Give it a go for lunch or dinner this week.
- 1½ kg corned beef/silverside
- 1 onion, cut into wedges
- 1 granny smith apple, peeled and cut into wedges (optional)
- 4 cups ginger beer
- 1 tbsp Dijon mustard
- 1 tbsp brown sugar
Ginger and Mustard Sauce
- 2 tsp minced ginger
- 50 g butter
- 4 tbsp flour
- 2 cups chicken stock
- 2 tbsp Dijon mustard
- 2 tsp brown sugar
1. Rinse the corned silverside in cold water before cooking, then place the onion and apple in a large pot. Stand beef on top and pour ginger beer over to submerge.
2. Place over a low heat on the stove and keep skimming away any fat or bits that rises to the surface. Keep on a simmer so small bubbles will occasionally rise to the surface. Adjust the heat throughout the cooking time.
3. Cook until silverside is tender – about 25 to 30 minutes per 500g. A fork should go into the centre of the meat.

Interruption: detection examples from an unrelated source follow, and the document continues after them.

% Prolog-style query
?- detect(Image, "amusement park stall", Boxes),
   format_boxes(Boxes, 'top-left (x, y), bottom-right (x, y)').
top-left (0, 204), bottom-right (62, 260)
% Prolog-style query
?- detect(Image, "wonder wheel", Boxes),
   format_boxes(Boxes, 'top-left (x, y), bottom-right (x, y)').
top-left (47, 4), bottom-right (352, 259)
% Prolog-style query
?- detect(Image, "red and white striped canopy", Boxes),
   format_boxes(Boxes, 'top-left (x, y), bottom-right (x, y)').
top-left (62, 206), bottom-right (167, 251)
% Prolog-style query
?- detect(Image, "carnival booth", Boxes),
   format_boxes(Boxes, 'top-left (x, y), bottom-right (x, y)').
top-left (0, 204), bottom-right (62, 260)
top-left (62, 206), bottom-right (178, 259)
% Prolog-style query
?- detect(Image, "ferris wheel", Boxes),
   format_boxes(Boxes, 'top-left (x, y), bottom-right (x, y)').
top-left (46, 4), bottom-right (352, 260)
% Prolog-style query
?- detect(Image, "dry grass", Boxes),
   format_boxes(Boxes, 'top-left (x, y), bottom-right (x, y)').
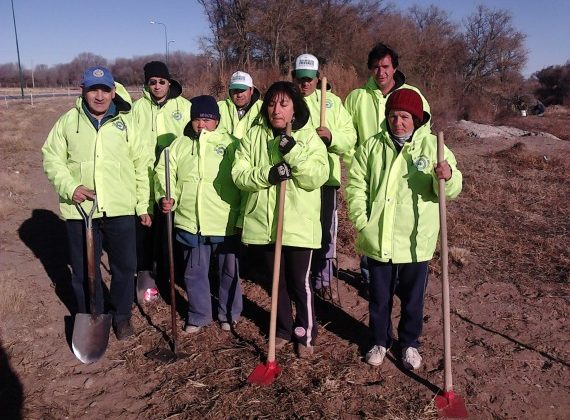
top-left (0, 270), bottom-right (25, 318)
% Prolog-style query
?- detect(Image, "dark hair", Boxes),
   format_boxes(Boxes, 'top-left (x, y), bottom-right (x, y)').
top-left (368, 42), bottom-right (398, 69)
top-left (259, 80), bottom-right (309, 130)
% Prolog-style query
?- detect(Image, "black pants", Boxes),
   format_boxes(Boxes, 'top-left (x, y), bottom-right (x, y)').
top-left (66, 216), bottom-right (137, 322)
top-left (250, 244), bottom-right (317, 346)
top-left (368, 258), bottom-right (428, 348)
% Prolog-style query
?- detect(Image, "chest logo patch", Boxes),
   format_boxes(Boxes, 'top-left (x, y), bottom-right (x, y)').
top-left (414, 156), bottom-right (430, 172)
top-left (214, 144), bottom-right (226, 156)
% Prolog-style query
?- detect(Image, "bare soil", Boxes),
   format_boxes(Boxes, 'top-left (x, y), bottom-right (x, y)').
top-left (0, 98), bottom-right (570, 419)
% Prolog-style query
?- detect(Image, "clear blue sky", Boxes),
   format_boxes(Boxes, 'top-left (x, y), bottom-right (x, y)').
top-left (0, 0), bottom-right (570, 76)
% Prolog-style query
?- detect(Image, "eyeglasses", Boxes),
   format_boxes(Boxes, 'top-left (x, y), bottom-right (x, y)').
top-left (148, 79), bottom-right (167, 86)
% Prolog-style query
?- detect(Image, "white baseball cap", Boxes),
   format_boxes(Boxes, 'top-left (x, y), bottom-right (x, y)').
top-left (295, 54), bottom-right (319, 79)
top-left (230, 71), bottom-right (253, 90)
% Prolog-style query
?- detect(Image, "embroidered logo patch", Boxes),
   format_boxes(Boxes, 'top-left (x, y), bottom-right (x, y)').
top-left (214, 144), bottom-right (226, 156)
top-left (414, 156), bottom-right (429, 172)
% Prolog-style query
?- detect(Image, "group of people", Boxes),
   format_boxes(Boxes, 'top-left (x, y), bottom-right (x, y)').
top-left (42, 43), bottom-right (462, 369)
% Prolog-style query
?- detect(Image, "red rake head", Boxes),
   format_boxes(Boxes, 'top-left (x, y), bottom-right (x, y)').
top-left (435, 391), bottom-right (469, 419)
top-left (247, 361), bottom-right (281, 386)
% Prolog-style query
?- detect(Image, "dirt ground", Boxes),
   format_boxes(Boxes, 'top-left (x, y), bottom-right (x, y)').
top-left (0, 98), bottom-right (570, 419)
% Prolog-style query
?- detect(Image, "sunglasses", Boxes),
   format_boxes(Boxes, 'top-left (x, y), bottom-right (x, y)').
top-left (148, 79), bottom-right (167, 86)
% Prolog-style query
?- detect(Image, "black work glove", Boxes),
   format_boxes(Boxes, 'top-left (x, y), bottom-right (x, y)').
top-left (279, 134), bottom-right (297, 155)
top-left (267, 162), bottom-right (291, 185)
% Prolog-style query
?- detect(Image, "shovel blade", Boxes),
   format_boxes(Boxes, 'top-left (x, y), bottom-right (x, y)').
top-left (247, 361), bottom-right (281, 386)
top-left (71, 314), bottom-right (112, 363)
top-left (435, 391), bottom-right (469, 419)
top-left (137, 270), bottom-right (158, 306)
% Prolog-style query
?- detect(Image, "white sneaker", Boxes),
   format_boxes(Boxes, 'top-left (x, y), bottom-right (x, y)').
top-left (366, 346), bottom-right (386, 366)
top-left (402, 347), bottom-right (422, 370)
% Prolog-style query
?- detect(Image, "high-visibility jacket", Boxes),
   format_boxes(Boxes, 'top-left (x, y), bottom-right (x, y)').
top-left (42, 94), bottom-right (153, 219)
top-left (232, 120), bottom-right (329, 249)
top-left (154, 129), bottom-right (241, 236)
top-left (133, 82), bottom-right (191, 159)
top-left (218, 88), bottom-right (263, 139)
top-left (305, 89), bottom-right (356, 187)
top-left (346, 116), bottom-right (462, 264)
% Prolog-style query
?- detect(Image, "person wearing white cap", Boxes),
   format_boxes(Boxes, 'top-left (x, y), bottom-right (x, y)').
top-left (293, 54), bottom-right (356, 300)
top-left (218, 71), bottom-right (262, 139)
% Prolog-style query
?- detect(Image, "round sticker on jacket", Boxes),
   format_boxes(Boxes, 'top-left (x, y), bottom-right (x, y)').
top-left (214, 144), bottom-right (226, 156)
top-left (414, 156), bottom-right (429, 171)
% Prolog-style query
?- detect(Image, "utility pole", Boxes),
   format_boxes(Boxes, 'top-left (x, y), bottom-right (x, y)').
top-left (11, 0), bottom-right (24, 99)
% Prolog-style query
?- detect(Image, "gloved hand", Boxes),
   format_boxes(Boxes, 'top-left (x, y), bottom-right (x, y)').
top-left (267, 162), bottom-right (291, 185)
top-left (279, 134), bottom-right (297, 155)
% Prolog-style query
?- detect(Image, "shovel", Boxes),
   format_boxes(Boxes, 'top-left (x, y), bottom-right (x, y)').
top-left (435, 131), bottom-right (468, 418)
top-left (71, 196), bottom-right (112, 363)
top-left (145, 148), bottom-right (188, 363)
top-left (247, 123), bottom-right (291, 386)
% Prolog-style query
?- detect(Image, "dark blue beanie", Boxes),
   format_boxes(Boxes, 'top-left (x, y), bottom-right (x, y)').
top-left (190, 95), bottom-right (220, 121)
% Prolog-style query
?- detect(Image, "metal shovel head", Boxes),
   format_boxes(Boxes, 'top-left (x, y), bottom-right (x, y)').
top-left (435, 391), bottom-right (469, 419)
top-left (71, 314), bottom-right (112, 363)
top-left (247, 361), bottom-right (281, 386)
top-left (137, 270), bottom-right (158, 306)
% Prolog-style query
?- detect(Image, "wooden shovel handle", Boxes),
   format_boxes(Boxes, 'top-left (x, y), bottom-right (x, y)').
top-left (267, 123), bottom-right (291, 363)
top-left (437, 131), bottom-right (453, 392)
top-left (320, 77), bottom-right (327, 127)
top-left (164, 148), bottom-right (178, 354)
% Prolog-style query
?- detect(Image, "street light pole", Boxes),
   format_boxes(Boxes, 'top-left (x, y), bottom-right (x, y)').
top-left (166, 39), bottom-right (176, 61)
top-left (150, 20), bottom-right (168, 64)
top-left (12, 0), bottom-right (24, 99)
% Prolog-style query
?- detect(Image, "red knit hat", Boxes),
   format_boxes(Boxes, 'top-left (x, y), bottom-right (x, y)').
top-left (386, 89), bottom-right (424, 122)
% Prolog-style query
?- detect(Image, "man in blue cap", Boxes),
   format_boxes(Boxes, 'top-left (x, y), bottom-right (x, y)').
top-left (42, 66), bottom-right (154, 340)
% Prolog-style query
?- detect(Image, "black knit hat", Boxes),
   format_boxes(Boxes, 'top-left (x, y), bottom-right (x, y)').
top-left (190, 95), bottom-right (220, 121)
top-left (144, 61), bottom-right (170, 83)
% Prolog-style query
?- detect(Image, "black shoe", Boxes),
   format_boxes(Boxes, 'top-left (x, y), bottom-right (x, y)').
top-left (115, 319), bottom-right (135, 341)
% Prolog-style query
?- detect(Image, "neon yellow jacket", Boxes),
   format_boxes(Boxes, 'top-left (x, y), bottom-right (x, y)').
top-left (305, 89), bottom-right (356, 187)
top-left (343, 70), bottom-right (430, 164)
top-left (218, 88), bottom-right (263, 139)
top-left (346, 118), bottom-right (462, 264)
top-left (232, 120), bottom-right (329, 249)
top-left (154, 129), bottom-right (241, 236)
top-left (42, 94), bottom-right (153, 219)
top-left (133, 84), bottom-right (191, 159)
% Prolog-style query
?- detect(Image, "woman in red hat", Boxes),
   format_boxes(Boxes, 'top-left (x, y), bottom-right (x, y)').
top-left (346, 89), bottom-right (462, 370)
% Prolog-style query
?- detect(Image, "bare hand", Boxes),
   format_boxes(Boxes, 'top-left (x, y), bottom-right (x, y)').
top-left (71, 185), bottom-right (95, 203)
top-left (160, 197), bottom-right (174, 213)
top-left (317, 127), bottom-right (332, 146)
top-left (139, 214), bottom-right (152, 227)
top-left (435, 160), bottom-right (451, 181)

4. Remove beef and score fat into diamond shapes. Mix mustard and brown sugar together and spread over. Grill 4-5 minutes until golden.
5. To make the ginger and mustard sauce, gently fry the ginger in the butter for 2-3 minutes. Stir in flour and cook till frothy. Gradually add stock, stirring continuously until the sauce thickens. Mix in mustard and brown sugar. Season with salt and pepper.